El chico me ayudó a bajar y me acompañó hasta arriba llevando mi mochila. Me sonrió. “Buenas tardes. ¿Has tenido un buen viaje?” Soñolienta como estaba me costó responderle. “Si... supongo...” me sonrió aún con mas ganas. “Bueno, veo que aún estás dormida. Te acompañaré a tu cuarto.”

 

Pasamos a un gran recibidor y subimos por unas grandes escaleras de madera hasta el segundo piso, a izquierda y derecha se abría un pasillo con puertas a ambos lados, todas numeradas. Me llevó hasta la catorce y con la llave que colgaba de la cerradura abrió. Al otro lado se abría una habitación preciosa, como de princesa. De muebles blancos y paredes rosas era la habitación perfecta de una niña que deja la infancia para entrar en la adolescencia. Tenía baño propio, un gran armario, un tocador, una cama de seda...

 

La chica me llevó hasta el tocador y me hizo sentar en el tocador, ella se sentó en la cama a mi lado. “¿Estás nerviosa?” empezó.

 

  • Si... Supongo que un poco.- tendió su mano hacia la mía y la apretó con fuerza.

  • Todo irá bien.- cogió una carpeta del tocador y la abrió enfrente suyo. Entonces cogió un bolígrafo y me volvió a mirar.- Ahora tengo que hacerte unas preguntas un poco incómodas.

  • No... no pasa nada.

  • Bien. Vamos allá. ¿Has tenido algún tipo de relación sexual?- me lo lanzó como una flecha.

  • No... nunca...

  • ¿Y alguna vez has besado a algún chico?- siguió

  • No, tampoco...

  • Pero asumo que te atraen, que te consideras heterosexual...

  • Yo... bueno, no...- me miró sorprendida.

  • ¿Bi...- empezó a preguntar.

  • Lesbiana.- la corté. Ella me miró con sorpresa y vi una sombra en su ojos que me hizo dudar.

  • Ya... entiendo... Bueno... ¿Y te masturbas?
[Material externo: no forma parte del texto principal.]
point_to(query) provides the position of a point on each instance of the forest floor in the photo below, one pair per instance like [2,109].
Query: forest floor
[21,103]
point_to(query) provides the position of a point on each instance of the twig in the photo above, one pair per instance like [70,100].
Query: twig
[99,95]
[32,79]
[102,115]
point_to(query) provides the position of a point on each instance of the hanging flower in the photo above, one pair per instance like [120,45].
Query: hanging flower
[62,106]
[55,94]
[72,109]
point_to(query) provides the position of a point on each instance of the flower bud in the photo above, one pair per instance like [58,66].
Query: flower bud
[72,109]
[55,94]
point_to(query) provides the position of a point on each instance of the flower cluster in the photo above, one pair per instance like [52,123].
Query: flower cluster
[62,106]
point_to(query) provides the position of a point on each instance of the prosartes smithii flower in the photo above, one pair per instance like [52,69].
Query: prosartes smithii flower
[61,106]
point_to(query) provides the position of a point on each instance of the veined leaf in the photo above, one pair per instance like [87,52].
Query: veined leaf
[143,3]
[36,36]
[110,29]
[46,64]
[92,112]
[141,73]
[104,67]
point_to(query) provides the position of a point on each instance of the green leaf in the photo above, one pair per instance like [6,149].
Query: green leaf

  • Yo...- me puse roja como un tomate- si... algunas veces... pero nunca voluntariamente, siempre me da asco después- dije para excusarme- y nunca pienso en penetrar a nadie o usarla.

  • Bien, bien... ¿Y cuando piensas en tu apariencia como mujer como te ves?

  • Pues... me gustaría ser sexy, supongo, con un bonito cuerpo. Me gustaría ser guapa y sexy pero no un putón...

  • Entiendo. ¿Y como te imaginas vestir?

  • Pues no se, normal supongo, siempre he sido así como hippy. No me gustaría caer en parecer una chica fácil o esto...

  • Bien, perfecto. Ahora,- cerró la libreta unos segundos- me gustaría que te desnudaras, para ver que tenemos para trabajar.- me puse mas rojo si podía ser, sentía mis mejillas ardiendo.

 

Me levanté y me desnudé lentamente, mi verga colgaba flácida entre mis piernas. Ella me cogió de la mano, me llevó al centro de la habitación y girando a mi alrededor empezó a apuntar en su libreta. Tardó casi cinco minutos que aguanté estoicamente.

  • Bien, esto es todo. Ahora crearemos un perfil y pronto empezaremos a transformar tu cuerpo.

  • ¿Como...?- pregunté muy bien sin saber a que se refería.

  • Ahora vamos a contrastar la información que nos has dado y te daremos lo que has venido a buscar, dentro de un mes despertarás siendo una preciosidad.

  • ¿Pero... no voy a saber como será mi cuerpo hasta entonces?

  • No, lo siento. Pero seguro que te gustará y será un cuerpo que encajará con quien eres y con la vida que tendrás.- lo dijo sin malicia, con una sonrisa.

 

Antes de irse me dio una bata que me mandó ponerme. Solo estuve media hora sola pero fue entonces cuando la inquietud se empezó a apoderar de mi. Algo, no iba bien, lo presentía en mi interior, todo parecía perfecto pero había un “pero”. Aunque no tuve mucho mas tiempo para pensar en ello. Entonces entró un chico que me venía a buscar. Me llevó hasta un pasillo al fondo de la habitación en una camilla en la que me hizo tumbarme y de allí, por un pasillo blanco hasta otra habitación vacía.

 

Fue allí donde apareció el doctor. “¿Estás lista?- me preguntó- Ahora te vamos a sedar y dentro de poco serás todo lo que siempre has querido ser en el fondo de tu corazón.”

 

Me pinchó como me había dicho y pronto todo se empezó a hacer borroso, los contornos se difuminaron y caí en una larga noche de la que mi yo anterior no volvería a despertar.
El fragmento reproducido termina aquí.